The Demon In The Sun Parlor
- First edition
- Author: Lester Goran
- Language: English
- Publisher: New American Library
- Publication date: 1968
- Publication place: USA
- Media type: Print (Hardback)
- Pages: 181

= The Demon in the Sun Parlor =

1968 novel by Lester Goran

The Demon in the Sun Parlor is a 1968 novel by the American writer Lester Goran, published by New American Library. Set in the late 1930s near Crandon Park in Miami, Florida, it follows a family whose household is gradually undone by a suggested demonic presence and by the descent of the youngest son into madness. It was Goran's fifth novel and his second published by New American Library, following The Stranger in the Snow (1966).

== Background ==
Goran, a Pittsburgh-born novelist, had taught English at the University of Miami since 1960, and The Demon in the Sun Parlor was one of his few books not set in his native Pittsburgh. In a 2008 interview with Matthew Asprey, Goran said the fictional house was not based on a real building, but that he chose the Crandon Park area because the zoo formerly located there made the setting feel unsettling. He described the zoo's mandrill as a central metaphor of the book, representing a kind of ancient evil that wouldn't leave beneath the surface of an outwardly beautiful world.

Goran also said the novel was written with the Vietnam War in mind, as an allegory of a self-professedly good nation confronting its own capacity for darkness. According to Goran, a film option on the novel was purchased by a producer who also held rights to works by Flannery O'Connor, but no film was made.

==Plot==
Joseph Ludwig, once celebrated as the youngest stateside captain of the First World War, has never outgrown his idealized image of himself.

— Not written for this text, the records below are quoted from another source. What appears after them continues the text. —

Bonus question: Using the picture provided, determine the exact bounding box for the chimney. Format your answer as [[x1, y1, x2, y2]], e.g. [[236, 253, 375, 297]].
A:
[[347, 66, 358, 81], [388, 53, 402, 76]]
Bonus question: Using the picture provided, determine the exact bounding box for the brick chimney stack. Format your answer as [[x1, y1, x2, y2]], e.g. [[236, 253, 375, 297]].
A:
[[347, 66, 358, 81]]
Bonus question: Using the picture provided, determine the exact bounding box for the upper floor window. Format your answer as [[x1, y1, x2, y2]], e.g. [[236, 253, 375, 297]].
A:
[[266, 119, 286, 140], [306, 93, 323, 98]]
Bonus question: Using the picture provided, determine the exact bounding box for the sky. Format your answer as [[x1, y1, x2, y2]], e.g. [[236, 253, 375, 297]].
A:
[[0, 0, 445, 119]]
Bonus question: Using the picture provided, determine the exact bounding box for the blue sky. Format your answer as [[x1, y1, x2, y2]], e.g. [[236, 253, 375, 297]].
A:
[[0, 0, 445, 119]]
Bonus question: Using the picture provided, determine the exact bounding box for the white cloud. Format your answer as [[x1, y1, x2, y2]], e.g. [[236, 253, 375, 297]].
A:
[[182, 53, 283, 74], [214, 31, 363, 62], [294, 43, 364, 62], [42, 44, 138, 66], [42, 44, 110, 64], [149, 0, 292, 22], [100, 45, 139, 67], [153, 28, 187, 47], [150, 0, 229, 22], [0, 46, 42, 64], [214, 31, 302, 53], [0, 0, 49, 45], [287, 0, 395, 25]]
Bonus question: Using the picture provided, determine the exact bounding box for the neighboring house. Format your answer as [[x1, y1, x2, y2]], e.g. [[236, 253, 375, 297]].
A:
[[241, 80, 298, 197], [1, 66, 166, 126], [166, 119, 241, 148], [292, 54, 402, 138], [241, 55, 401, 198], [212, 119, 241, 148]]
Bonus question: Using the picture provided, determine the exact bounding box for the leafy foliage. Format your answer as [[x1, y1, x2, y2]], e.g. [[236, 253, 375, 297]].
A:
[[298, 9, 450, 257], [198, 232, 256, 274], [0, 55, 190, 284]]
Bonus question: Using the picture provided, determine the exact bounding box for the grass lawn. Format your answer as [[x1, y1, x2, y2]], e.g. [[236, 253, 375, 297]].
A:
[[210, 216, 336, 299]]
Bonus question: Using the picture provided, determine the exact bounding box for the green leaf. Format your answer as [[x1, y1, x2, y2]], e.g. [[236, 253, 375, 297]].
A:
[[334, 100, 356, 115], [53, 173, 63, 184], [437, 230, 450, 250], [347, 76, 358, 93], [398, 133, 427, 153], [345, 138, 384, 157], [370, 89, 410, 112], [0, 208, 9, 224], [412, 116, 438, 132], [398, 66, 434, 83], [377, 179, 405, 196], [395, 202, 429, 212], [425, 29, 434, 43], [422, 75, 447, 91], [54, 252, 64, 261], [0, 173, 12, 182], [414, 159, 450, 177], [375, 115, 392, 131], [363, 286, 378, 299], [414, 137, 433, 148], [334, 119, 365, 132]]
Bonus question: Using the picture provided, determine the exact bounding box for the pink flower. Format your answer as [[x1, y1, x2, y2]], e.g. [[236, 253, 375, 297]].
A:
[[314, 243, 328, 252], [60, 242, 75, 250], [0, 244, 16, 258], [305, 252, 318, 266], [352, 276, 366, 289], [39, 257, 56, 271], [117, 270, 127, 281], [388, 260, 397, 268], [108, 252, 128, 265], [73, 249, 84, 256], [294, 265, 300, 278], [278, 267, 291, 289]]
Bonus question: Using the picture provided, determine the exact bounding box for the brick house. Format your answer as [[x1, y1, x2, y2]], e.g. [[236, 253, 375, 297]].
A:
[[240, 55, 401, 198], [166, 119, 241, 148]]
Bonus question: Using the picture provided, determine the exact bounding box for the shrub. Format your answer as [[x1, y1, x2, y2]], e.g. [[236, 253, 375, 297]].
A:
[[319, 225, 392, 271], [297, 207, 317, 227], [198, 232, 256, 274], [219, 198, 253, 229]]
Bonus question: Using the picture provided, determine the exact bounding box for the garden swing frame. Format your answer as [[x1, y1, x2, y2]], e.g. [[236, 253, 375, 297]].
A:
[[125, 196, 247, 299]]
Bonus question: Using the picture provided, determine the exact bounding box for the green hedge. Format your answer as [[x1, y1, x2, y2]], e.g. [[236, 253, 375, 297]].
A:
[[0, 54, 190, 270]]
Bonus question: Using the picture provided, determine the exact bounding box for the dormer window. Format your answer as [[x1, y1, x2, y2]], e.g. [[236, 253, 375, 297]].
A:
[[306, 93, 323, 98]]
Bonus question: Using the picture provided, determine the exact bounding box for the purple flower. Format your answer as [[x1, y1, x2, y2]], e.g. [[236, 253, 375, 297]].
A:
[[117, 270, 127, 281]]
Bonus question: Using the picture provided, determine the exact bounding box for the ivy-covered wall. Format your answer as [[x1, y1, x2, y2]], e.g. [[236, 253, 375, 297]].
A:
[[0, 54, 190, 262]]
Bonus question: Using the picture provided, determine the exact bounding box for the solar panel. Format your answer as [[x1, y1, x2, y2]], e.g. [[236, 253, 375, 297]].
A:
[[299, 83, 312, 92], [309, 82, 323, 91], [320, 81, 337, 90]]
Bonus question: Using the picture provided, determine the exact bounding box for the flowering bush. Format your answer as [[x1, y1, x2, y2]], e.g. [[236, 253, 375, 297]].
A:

Dismissed from the Miami fire department over a moment of cowardice he refuses to admit, he pours his energy into restoring a dilapidated old house near Crandon Park as a fortress for his family. The household is first disrupted by the arrival of relatives fleeing Nazi Germany, and then by a growing sense of menace around the house at night, accompanied by the sounds of the nearby zoo. Ludwig's son Eric shows signs of artistic genius, and his father converts the sun parlor into a studio to cultivate and exploit the boy's talent. Eric slides into criminal insanity and is accused of murder, while Ludwig refuses to recognize either his son's condition or the demonic presence in his home.

== Reception ==
Reviewing the novel on publication, Kirkus Reviews judged it Goran's best, most controlled book so far, finding that it drew on the traditions of folk humor and demon tales to reach beyond light entertainment, and singling out the episode of the refugee cousins as shrewd satire. Kevin M. McCarthy included the novel in The Book Lover's Guide to Florida (1992), a survey of literature set in the state.